You don’t have to spend a long time in the cybersecurity and information technology world before someone brings up NIST compliance.
Since the agency’s inception in 1901 — yes, it’s that old — the National Institute of Standards and Technology has been trusted as the guardian of all proper measurements and standards, including cybersecurity standards meant to increase data security.
NIST, which these days is part of the U.S. Department of Commerce, continues to conduct studies and develop protocols applicable to many different industries. That includes the NIST Cybersecurity Framework (CSF) which was released in 2014.
Today let’s take a look at the Cybersecurity Framework, and whether NIST compliance is mandatory — or simply just a good idea if you work in the information technology business.
NIST compliance is mandatory for federal agencies and their contractors
It’s perhaps not surprising that NIST compliance is mandatory for all federal agencies, and has been so since 2017.
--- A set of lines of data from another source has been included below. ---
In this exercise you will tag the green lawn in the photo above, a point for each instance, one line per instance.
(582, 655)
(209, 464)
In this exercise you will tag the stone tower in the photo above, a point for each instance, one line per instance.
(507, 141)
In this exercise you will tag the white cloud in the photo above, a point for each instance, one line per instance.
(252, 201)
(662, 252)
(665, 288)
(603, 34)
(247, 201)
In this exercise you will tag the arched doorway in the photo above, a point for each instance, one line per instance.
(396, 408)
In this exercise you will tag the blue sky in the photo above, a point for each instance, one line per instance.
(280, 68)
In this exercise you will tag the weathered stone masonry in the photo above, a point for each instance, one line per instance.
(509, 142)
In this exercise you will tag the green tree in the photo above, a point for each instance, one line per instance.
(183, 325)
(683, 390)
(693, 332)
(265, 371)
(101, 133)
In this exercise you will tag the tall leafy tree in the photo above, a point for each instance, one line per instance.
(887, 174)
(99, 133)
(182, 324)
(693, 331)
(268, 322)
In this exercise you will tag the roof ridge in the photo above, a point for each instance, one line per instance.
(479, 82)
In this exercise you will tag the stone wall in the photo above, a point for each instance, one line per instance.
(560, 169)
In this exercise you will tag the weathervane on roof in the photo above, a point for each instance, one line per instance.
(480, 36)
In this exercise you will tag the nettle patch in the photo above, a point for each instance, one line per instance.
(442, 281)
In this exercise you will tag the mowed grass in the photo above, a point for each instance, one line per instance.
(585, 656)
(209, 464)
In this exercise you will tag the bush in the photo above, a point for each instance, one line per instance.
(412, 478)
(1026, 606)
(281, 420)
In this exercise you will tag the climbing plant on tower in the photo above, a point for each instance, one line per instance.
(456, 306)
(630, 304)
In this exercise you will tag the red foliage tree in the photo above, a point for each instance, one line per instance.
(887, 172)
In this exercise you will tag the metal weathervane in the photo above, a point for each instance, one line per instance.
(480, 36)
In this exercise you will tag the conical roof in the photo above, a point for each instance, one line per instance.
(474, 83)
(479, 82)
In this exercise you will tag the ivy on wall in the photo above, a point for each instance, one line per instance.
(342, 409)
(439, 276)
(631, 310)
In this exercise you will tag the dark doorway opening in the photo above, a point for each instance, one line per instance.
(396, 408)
Government contractors that fall anywhere within the supply chain for a federal agency must also be in compliance with NIST standards. Exactly which standards will depend on what goods and services the company provides, and which government agency it’s contracting with.
Typically, all contractors must comply with the NIST Cybersecurity Framework (CSF). Most also usually need to comply with other NIST “special publications” such as its NIST 800-53 standard for privacy and data security controls. Defense contractors specifically need to comply with CMMC, the cybersecurity maturity model certification, based on NIST 800-171.
Private sector compliance with NIST and the NIST Cybersecurity Framework
For private sector businesses that don’t bid on government contracts, compliance with NIST standards is voluntary. Even so, embracing NIST standards comes with numerous benefits that make the idea well worth considering.
For example, the NIST cybersecurity framework’s flexible design can be quite useful when a company is trying to map its way to better protection of its critical infrastructure, implement proper security controls, and reduce the risk of cyber attacks.
By following NIST guidelines, you don’t have to start from zero developing your own cybersecurity framework. Adopting NIST demonstrates that your business is committed to data protection and developing solid security policies.
If you answer yes to one or more of the following questions, NIST compliance would be a good next step for your business:
- Do you handle data protected by HIPAA?
- Do you routinely manage controlled, unclassified information?
- Do you have many third-party vendors and contractors?
- Will you ever compete for a contract with the U.S. government some day in the future?
- Do you hope to enter the national security business, either as a service provider or a small business contractor?
- Do you perform any work that must be compliant with the Federal Information Security Management Act (FISMA)?
NIST compliance requirements often end up being industry requirements, especially when protecting against data breaches and other cybersecurity risks.